30 Aug 2013   |   Blog   |   Syria   |   Emergency Relief

Tags:  humanitarian aid, Father's Day, Syrian refugees, medical care   |   1 comment

This Sunday is Father’s Day, and as we celebrate with our dads, we also remember all fathers around the world – especially those who are looking after their families in difficult situations.

Earlier this year, we heard the story of Fawaz – the proud father of newborn twins. Fawaz’s experience of being a first-time father has been hampered by the terrible conflict in his home country of Syria. He worries about the future of his family.

As published by Caritas Internationalis

Fawaz cradles his 20-day old baby girl in his arms as they wait at the Caritas clinic in Amman, Jordan.

Fawaz, a Syrian refugee who is the father of newborn twins.

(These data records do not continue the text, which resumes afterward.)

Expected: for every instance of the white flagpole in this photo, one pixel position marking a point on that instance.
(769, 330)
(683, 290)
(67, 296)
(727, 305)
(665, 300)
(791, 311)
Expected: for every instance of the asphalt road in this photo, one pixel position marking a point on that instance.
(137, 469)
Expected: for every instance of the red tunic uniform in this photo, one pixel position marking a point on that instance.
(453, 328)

I don’t know what will happen to us next. We thought the crisis would be over in a month. It’s now been two years.”

The baby has a high fever and has been born with a hip problem. Thankfully, her twin brother is healthy and happy. The twins were born just days after Fawaz and his wife made the dangerous crossing into Jordan from Syria in January.

They had been running from hideout to hideout inside Syria for 6 months after they witnessed the massacre of 40 relatives in Hama. All the members of his aunt’s family were killed. “They were caught in a crossfire,” he said. His village is a ghost town, its 7000 residents all gone. “In Syria, there is only death now,” said Fawaz.

“As we were expecting twins, a doctor advised us that we would probably need an incubator,” he said. “The hospitals are not functioning. It’s too dangerous to try to reach them. So when I found my name was not on the wanted list, we came to Jordan.”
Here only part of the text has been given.